2021 December Timely Topics

Submitted by: Patricia Shea, DVM

J Am Vet Med Assoc 2021;259:1325-31.

Stockman J, Villaverde C.

Phosphorus is a critically essential and ubiquitous mineral in all living organisms. Skeletal tissue contains about 85% of the body’s phosphorus, and this mineral can be stored in or released from skeletal tissue and bone as needed. The goal of phosphorus homeostasis is to keep bone mineralized and to have sufficient phosphorus available for biochemical functions such as enzyme activation and deactivation while avoiding mineralization of soft tissue.

When serum inorganic phosphorus becomes excessively high, it becomes a metabolic poison, especially in animals with chronic kidney disease (CKD).  Moreover, chronically high phosphorus intake may be detrimental to healthy animals, including cats, especially when the dietary calcium:phosphorus ratio is low, and the dietary phosphorus is highly bioavailable.

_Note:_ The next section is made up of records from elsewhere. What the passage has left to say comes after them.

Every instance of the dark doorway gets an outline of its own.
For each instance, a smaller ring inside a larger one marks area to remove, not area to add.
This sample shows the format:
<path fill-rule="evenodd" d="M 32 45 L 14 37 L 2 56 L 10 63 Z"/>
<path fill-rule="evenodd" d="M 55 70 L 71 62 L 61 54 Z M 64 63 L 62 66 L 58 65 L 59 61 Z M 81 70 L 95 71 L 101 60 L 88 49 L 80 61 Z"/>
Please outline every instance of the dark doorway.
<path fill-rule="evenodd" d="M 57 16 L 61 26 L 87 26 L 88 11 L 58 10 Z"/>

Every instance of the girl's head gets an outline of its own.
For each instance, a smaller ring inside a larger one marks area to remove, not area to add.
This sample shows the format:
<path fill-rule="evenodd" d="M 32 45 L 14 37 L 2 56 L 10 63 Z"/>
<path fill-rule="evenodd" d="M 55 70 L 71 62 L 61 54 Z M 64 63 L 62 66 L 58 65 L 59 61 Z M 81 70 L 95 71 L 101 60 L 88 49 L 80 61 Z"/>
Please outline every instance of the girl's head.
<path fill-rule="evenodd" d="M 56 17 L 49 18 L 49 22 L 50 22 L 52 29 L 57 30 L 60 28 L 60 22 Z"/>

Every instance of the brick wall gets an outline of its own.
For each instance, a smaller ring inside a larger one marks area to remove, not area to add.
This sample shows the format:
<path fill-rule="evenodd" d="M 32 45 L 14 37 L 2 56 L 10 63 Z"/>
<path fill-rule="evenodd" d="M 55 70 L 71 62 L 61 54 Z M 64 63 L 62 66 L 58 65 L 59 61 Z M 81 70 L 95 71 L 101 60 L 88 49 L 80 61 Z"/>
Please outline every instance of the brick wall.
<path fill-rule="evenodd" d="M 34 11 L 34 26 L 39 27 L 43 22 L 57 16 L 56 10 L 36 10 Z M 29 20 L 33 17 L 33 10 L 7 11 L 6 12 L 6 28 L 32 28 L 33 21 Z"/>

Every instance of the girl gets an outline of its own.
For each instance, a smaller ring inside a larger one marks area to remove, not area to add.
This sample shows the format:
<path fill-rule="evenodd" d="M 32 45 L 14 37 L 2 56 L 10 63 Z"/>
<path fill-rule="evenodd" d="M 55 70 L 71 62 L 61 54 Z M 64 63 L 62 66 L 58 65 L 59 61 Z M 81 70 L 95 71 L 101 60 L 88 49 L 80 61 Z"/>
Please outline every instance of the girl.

Most absorption of dietary phosphorus occurs in the duodenum and jejunum. Once phosphorus is absorbed from the gastrointestinal tract, the kidneys are principally responsible for eliminating excess phosphorus from the body. In addition to intestinal absorption and renal excretion, serum phosphorus concentration is regulated by calcitriol, the activated form of Vitamin D, which increases phosphorus absorption from the intestine and from skeletal tissue, and parathyroid hormone (PTH), which promotes bone resorption and activates calcitriol. A peptide, fibroblast growth factor 23 (FGF-23), which is secreted by bone in response to hyperphosphatemia, will reduce intestinal phosphorus absorption and increase renal phosphorus excretion. In animals with high serum phosphate concentrations, levels of both PTH and FGF-23 will increase in the blood.  

Phosphorus requirements are highest in growing kittens, as well as in late gestation and during lactation. Serum hypophosphatemia is uncommon in adult cats, and can lead to hemolytic anemia, reduced mobility, and metabolic acidosis, and can be induced with a diet very low in phosphorus and high calcium:phosphorus ratio of 4. 

The form of phosphorus contained in the diet, as well as the presence of other dietary minerals, including calcium and magnesium, influences phosphorus absorption and bioavailability. Dietary phosphorus is present in both organic (natural) and inorganic forms. The natural/organic phosphorus comes from raw materials in the food such as bone ash, as well as any added natural phosphorus supplementation. Inorganic phosphorus comes from phosphate-containing additives such as flavor enhancers and preservatives as well as calcium-binding phosphates, which are included to reduce dental tartar formation. Phosphorus in the form of inorganic phosphates, when supplied as water-soluble phosphate salts, is more bioavailable than organic phosphorus. 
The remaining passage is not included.